Na mesma base de comparação, a americana Exxon conseguiu crescer sem explodir sua dívida: em 2010, seu valor de mercado era de 369 bilhões de dólares o endividamento era de 7 bilhões de dólares; agora, vale 416 bilhões de dólares e seu a dívida avançou para 18 bilhões de dólares. “A resposta para a matemática da Exxon está na lucratividade; empresas têm de ter um lucro compatível com a necessidade de investimentos”, aponta Conde. No caso da Petrobras, a origem da baixa produtividade da empresa está não só na gestão aparelhada, mas também na política de conteúdo nacional, que fez com que a estatal dependesse de uma cadeia de fornecedores locais para conseguir levar adiante seu plano de investimentos. A estratégia deu errado não só porque a execução da política de governo mostrou-se mais difícil do que o esperado, mas também porque os fornecedores não se mostraram dispostos a investir para atender à demanda da empresa.

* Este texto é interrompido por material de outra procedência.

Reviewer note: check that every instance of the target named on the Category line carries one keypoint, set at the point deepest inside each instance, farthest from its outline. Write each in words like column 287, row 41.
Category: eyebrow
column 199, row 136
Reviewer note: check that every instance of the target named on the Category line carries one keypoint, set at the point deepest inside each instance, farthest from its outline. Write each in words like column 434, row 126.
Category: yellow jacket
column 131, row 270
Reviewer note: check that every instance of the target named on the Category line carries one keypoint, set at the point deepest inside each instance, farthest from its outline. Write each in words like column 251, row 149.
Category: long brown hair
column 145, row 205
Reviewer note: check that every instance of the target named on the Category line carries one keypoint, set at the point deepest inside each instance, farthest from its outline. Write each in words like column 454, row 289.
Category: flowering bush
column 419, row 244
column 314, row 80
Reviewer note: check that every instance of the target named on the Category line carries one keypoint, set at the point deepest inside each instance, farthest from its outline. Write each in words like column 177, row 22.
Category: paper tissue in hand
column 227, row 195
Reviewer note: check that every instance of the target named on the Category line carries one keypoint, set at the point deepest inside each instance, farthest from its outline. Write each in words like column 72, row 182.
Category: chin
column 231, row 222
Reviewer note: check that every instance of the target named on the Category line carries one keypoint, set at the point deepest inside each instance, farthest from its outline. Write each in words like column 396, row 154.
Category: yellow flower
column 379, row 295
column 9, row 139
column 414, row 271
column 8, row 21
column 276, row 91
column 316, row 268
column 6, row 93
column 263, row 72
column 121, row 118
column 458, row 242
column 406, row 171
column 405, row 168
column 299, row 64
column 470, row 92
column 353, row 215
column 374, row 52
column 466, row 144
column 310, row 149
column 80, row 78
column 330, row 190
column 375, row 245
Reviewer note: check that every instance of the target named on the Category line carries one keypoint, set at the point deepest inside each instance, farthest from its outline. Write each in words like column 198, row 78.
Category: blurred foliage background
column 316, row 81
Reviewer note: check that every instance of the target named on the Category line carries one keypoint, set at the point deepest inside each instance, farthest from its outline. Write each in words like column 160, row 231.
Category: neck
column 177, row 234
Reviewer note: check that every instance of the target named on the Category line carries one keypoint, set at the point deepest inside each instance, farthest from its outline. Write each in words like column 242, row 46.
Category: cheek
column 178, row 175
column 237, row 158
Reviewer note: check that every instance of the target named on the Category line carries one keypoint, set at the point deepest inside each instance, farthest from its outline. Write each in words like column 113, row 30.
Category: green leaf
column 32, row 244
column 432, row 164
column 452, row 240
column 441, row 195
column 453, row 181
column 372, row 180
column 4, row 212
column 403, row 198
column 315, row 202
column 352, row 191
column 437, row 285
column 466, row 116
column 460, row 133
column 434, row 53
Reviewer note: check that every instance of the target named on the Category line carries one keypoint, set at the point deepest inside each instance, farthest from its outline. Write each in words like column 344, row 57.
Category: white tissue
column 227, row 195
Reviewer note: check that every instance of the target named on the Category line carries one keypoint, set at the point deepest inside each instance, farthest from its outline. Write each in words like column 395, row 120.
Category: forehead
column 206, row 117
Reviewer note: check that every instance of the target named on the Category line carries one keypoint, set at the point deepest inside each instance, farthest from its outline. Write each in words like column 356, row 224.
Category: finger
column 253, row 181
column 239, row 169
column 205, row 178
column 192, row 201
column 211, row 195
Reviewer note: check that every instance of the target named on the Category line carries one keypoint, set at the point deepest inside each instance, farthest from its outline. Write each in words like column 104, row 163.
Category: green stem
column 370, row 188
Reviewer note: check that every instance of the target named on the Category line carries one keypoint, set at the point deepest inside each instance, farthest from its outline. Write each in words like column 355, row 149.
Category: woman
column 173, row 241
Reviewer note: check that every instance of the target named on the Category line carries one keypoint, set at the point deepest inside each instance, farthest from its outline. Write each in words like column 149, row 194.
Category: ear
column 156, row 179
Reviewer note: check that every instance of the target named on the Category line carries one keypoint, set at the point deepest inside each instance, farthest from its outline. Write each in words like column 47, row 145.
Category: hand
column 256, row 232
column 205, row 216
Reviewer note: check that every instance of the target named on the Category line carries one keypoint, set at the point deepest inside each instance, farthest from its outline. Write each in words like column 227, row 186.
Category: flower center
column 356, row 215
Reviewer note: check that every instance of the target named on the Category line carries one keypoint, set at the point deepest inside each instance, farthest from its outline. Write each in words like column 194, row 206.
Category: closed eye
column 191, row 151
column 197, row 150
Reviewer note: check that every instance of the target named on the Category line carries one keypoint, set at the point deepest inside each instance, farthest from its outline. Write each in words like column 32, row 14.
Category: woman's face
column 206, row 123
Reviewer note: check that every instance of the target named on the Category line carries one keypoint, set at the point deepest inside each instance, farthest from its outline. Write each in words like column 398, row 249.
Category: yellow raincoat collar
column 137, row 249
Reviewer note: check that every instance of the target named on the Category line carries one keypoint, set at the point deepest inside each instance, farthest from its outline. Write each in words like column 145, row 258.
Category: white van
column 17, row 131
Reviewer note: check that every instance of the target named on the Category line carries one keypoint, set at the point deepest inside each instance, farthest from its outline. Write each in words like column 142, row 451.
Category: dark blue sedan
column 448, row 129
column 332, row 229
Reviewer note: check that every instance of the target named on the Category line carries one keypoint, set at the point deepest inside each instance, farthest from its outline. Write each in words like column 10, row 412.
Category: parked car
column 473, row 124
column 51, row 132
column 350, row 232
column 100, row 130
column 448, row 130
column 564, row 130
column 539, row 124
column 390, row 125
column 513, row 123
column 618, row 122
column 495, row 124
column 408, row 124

Resultado da insatisfação do mercado com a condução da estratégia pela gestão petista foi visto recentemente, numa situação pra lá de esdrúxula, quando as ações da empresa passaram a subir mesmo com a perspectiva de uma CPI — fato que assustaria qualquer acionista. A influência do governo na estatal também pesou. Tanto que a queda da aprovação do governo Dilma impactou positivamente a variação das ações da Petrobras. Diante de tantas contradições, o mercado continua com mais perguntas do que respostas sobre o que a estatal se tornou hoje e como as coisas podem ser diferentes no futuro.